Is there a way to avoid the constructor passing the Class?

Question

Consider this HashMap extention (generates an instance of the V class when calling "get" if it's null)

public class HashMapSafe<K, V> extends HashMap<K, V> implements Map<K, V>{

    private Class<V> dataType;

    public HashMapSafe(Class<V> clazz){
        dataType = clazz;
    }
    @SuppressWarnings("unchecked")
    @Override
    public V get(Object key) {
        if(!containsKey(key)){
            try {
                put((K)key, dataType.newInstance());
            } catch (InstantiationException e) {
                // TODO Auto-generated catch block
                e.printStackTrace();
            } catch (IllegalAccessException e) {
                // TODO Auto-generated catch block
                e.printStackTrace();
            }
        }
        return super.get(key);
    }
}

The usage of it is something like this

Map<String,Section> sections = new HashMapSafe<String,Section>(Section.class);
sections.get(sectionName); //always returns a Section instance, existing or new

It seems to me redundant a little to supply "Section" twice, once as a generic type, and also supply it's class. I assume it's impossible, but is there to implement HashMapSafe, (keeping the same functionality) so it can be used like this?

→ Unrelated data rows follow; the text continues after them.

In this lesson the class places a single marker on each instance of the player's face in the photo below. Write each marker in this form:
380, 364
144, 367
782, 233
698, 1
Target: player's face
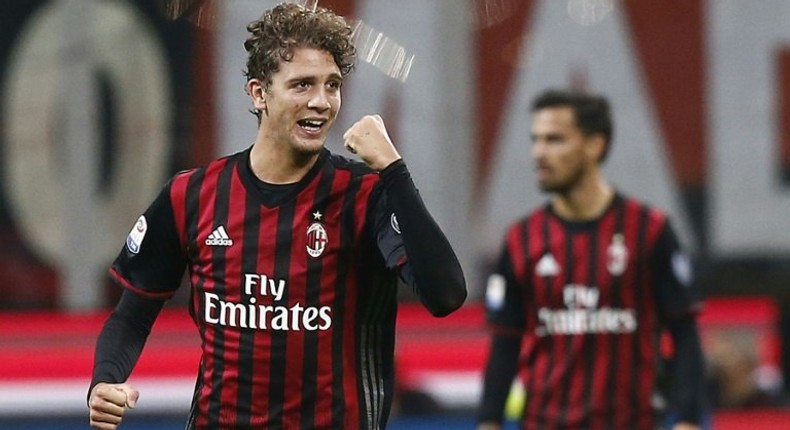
559, 149
302, 101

Map<String,Section> sections = new HashMapSafe<String,Section>();

Or like this?:

Map<String,Section> sections = new HashMapSafe<String>(Section.class);

Answer 1

You cannot improve the constructor usage due to type erasure as others have already pointed out, but you should be able to improve verbosity by using a static factory method instead of a constructor...

I am not in front of compiler and I can never get method type parameters right on first try, but it will go something like this...

public static <K,V> Map<K,V> create( Class<V> cl )
{
    return new HashMapSafe<K,V>(cl);
}

...

Map<String,Section> sections = HashMapSafe.create(Section.class);

Answer 2

No, there isn't. Java doesn't have Reified generics.

Guava has however a nice solution in flavor of MapMaker#makeComputingMap()

Map<String, Integer> numbers = new MapMaker().makeComputingMap(new Function<String, Integer>() {
    public Integer apply(String key) {
        return 0;
    }
});

Which sets and returns 0 instead of null when the key is not present (and it is threadsafe, as opposed to your solution).

Answer 3

Neither are possible. The first would require being able to do something like new V() and that can't be done. The second would require being able to set the V type at runtime because it's passed in the constructor, which also can't be done. Keep in mind that generics are only used a compile time and they're erased for runtime.

Answer 4

I found this article interesting: Reflecting generics

in short using:

  public abstract class AbstractUserType<T> implements UserType {
    ...
    public Class returnedClass {
      ParameterizedType parameterizedType =
        (ParameterizedType) getClass().getGenericSuperClass();
     return (Class) parameterizedtype.getActualTypeArguments()[0];
    }
    ...
  } 

Answer 5

Is there a way to avoid the constructor passing the Class?

In short, No.

The root cause is "type erasure". At runtime, the implementation of HashMapSafe has no implicit knowledge of the types that correspond to the type parameters. That information is erased. If you need the implementation to know what the type is, you need to pass it as a Class object that is compatible with Class<V>.

Map<String,Section> sections = new HashMapSafe<String,Section>();

That doesn't work because of type erasure; see above.

Map<String,Section> sections = new HashMapSafe<String>(Section.class);

That doesn't work because the Java language requires you to specify a type (or wildcard) for all of the type parameters when you use that syntax.